The Open Source Column with Simon Brew – Hardware Niches

by Simon Brew

Is one piece of hardware for one job a bad thing?

You might not be a fan of it, but there are a few things to admire about the Amazon Kindle. It’s an eReader with a simple job and employs the technology it needs to do it and not much more. At a point in time where people routinely ask whether a Core i3 or Core i5 system is best for word processing, it’s refreshing to have technology that’s chosen and tailored for a specific task.

Of course, there are downsides. The proprietary nature of the software that Amazon has deployed is a disappointment, and the proper support of an open format would be a hugely appreciated step in the right direction. Yet right now, Amazon is falling foul of the temptation that seems to infect all companies selling technology: the desire to make everything faster. After all, faster is better, isn’t it?

The Kindle Fire launched in America last year, and was Amazon’s clear entry into the tablet market. It’s not a bad device, either. But it’s not a Kindle. A Kindle, as Amazon originally told us, is a device to allow us to read eBooks. A Kindle deploys an E Ink system that maximises battery life, and makes for an efficient marriage of software and the hardware needed to run it.
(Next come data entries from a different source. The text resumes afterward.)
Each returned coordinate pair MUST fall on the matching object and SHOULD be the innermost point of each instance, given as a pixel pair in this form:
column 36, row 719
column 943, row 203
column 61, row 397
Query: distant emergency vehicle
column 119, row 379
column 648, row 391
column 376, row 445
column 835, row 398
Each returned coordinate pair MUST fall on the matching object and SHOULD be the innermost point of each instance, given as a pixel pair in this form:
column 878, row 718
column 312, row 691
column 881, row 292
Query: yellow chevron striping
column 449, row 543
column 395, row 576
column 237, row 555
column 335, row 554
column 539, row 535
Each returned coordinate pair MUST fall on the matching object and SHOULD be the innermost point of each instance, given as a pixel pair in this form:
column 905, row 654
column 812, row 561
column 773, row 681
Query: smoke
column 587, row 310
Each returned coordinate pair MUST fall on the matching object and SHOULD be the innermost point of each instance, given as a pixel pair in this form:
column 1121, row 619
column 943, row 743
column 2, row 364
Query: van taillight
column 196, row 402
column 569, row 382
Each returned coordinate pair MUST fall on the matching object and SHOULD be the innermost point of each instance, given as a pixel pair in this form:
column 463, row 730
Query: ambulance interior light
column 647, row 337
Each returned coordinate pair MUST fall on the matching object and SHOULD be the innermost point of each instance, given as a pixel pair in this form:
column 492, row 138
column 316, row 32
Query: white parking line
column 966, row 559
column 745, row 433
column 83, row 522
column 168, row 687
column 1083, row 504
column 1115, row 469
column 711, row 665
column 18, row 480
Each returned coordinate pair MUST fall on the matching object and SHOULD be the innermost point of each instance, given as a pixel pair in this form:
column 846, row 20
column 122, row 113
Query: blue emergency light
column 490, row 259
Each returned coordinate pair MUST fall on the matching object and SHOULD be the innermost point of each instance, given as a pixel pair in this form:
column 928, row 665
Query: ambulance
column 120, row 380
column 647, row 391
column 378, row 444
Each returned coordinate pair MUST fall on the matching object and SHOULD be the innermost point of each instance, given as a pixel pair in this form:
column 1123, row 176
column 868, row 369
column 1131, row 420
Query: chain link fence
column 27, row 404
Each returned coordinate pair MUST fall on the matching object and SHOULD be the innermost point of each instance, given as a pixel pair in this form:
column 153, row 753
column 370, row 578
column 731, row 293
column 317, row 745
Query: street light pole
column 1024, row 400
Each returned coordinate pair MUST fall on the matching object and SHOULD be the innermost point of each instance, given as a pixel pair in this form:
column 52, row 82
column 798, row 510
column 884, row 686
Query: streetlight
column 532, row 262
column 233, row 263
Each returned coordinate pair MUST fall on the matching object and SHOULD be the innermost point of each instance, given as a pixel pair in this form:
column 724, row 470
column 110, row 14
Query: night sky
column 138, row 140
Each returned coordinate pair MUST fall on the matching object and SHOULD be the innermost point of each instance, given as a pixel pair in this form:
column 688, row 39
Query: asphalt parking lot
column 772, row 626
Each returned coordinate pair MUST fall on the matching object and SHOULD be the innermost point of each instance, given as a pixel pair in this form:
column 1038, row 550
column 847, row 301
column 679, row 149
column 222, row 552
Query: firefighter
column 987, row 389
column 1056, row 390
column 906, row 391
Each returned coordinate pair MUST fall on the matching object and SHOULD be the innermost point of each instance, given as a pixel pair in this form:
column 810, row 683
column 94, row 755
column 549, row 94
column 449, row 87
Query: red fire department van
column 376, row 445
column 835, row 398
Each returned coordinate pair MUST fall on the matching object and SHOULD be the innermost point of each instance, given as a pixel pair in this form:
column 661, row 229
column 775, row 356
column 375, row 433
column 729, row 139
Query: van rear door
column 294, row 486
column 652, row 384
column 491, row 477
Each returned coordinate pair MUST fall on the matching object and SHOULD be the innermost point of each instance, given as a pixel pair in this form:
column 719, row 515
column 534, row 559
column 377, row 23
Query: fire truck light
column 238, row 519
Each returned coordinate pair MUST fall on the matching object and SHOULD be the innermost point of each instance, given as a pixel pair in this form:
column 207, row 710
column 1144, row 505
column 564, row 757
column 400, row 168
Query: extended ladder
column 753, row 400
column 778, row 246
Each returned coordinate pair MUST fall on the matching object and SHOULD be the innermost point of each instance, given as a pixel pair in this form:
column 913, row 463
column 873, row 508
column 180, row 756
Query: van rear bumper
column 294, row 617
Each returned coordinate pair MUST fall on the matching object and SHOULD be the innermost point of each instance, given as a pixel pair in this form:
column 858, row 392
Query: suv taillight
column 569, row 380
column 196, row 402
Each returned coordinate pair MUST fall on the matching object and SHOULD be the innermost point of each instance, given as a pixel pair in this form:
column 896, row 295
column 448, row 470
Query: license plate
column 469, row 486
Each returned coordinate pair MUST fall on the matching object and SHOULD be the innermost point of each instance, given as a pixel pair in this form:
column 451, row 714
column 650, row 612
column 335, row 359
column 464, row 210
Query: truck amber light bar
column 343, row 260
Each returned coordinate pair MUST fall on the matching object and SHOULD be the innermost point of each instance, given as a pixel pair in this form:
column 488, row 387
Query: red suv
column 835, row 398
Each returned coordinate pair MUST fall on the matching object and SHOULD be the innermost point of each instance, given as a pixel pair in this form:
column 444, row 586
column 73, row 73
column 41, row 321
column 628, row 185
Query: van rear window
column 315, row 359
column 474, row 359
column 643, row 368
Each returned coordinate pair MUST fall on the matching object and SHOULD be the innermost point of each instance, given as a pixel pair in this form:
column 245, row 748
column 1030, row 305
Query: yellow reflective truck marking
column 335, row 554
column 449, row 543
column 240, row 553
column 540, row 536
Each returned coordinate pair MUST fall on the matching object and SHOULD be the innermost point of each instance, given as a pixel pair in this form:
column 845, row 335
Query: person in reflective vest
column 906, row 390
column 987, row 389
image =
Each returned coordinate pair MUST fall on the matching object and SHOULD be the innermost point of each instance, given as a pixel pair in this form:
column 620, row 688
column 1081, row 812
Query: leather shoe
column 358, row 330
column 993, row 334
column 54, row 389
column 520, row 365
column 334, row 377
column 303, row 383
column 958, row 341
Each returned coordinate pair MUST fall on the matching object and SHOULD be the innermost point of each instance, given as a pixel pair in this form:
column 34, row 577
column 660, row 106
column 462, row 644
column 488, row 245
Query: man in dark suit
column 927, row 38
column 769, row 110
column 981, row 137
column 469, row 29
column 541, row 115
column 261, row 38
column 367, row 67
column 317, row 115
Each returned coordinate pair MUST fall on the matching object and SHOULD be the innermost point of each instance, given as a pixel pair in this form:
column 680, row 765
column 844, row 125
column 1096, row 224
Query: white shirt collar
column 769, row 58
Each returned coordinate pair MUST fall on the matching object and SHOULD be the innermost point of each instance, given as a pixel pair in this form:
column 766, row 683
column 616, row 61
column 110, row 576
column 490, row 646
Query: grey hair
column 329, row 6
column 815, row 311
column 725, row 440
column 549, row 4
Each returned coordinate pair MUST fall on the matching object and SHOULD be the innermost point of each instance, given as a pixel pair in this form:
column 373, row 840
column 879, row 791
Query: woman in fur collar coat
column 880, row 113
The Kindle Fire, whatever you think of the end device, is an example of a company being tempted by bigger, brighter things and taking a punt. In itself, that’s no bad thing. Look for the company that’s never bothered to take a risk and you’ll find yourself searching, invariably, through a list of bankruptcies. Amazon has every right to take on the iPad. It’s just disappointing that’s what it’s chosen to do, when it had found some distinction by not doing so.

amazon ipad nexus galaxy tab
Is Amazon’s new Kindle Fire HD overkill?

Every now and then, when I need to ground my technology expectations, I like to take a look around my kitchen. My fridge, no matter how flash the design they try to sell me, still has one job: to chill what’s inside it. The washing machine, for all its flashing lights, is still a tool for washing my clothes. The microwave oven? Well, it’s never offered to play me music, or read me a book, while it’s cooking one of Findus’s finest.

Does it make me a Luddite, then, to suggest that Amazon’s eye has gone off the ball here? That it’s succumbed to the temptation that faces many companies of its ilk and instead of finding compelling ways to refine its Kindle product, it’s instead looked to make it faster, and jazzier – and, therefore, less relevant?

In the US, Barnes And Noble has backed the Nook platform, which is beginning a broader global rollout before the end of 2012. So maybe that’s accelerating Amazon’s thinking. But I wonder if the lesson of Nintendo isn’t worth heeding.

After all, its DS handheld console was to be trounced by Sony’s PSP machine once upon a time. The Nintendo DS had worse graphics,
worse sound and at one stage it even had Chris Tarrant advertising it. But it also knew its place. Nintendo knew where its strengths were and deployed them. The PSP missed the point, delivered some decent games, but came second by a long, long way. The PS Vita, its follow-up, has repeated and magnified the same mistakes.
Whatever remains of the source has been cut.